Edit: following run failed after 3 min - https://github.com/filecoin-project/lotus/actions/runs/10055630487/job/27792728538?pr=12234

laurentsenta · 2024-07-23T08:08:45Z

Please read my comment above on why I suspect the issue is related to the test itself,

A proposal to move this forward:

I'll add the "create github issue on schedule job failure" feature requested by @BigLep, (edit: Done)
We merge this PR and let the lotus team investigate, thanks to the need/very-expensive-tests label, this will be easier as its own PR managed by the team
If you identify an issue with the runners we can fix that later on.

Co-authored-by: Steve Loeppky <[email protected]>

BigLep

Thanks. Your proposal to move this forward makes sense to me:

.github/workflows/test.yml

rvagg · 2024-07-24T03:46:40Z

How much variability should we expect on the selection of these machines, and do we have a dedicated c5.4xlarge for the specific test?

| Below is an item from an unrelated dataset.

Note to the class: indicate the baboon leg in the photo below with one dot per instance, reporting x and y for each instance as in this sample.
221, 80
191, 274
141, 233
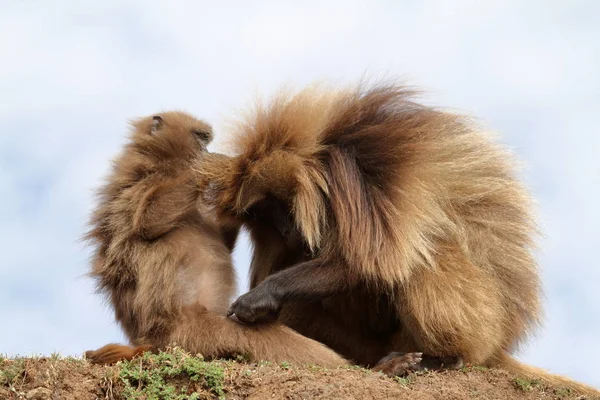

I've seen a success after 24min: https://github.com/filecoin-project/lotus/actions/runs/10041916541/job/27751141605

Aggregating circuit proofs in the logs marks the end of the most expensive bit of the test, that happens somewhere around epoch 28257; and we have a blocktime of 2ms (but it ends up being much slower than that in practice, we just try and make it as quick as possible and let the block miner work hard to keep up and then we pause it now and again anyway).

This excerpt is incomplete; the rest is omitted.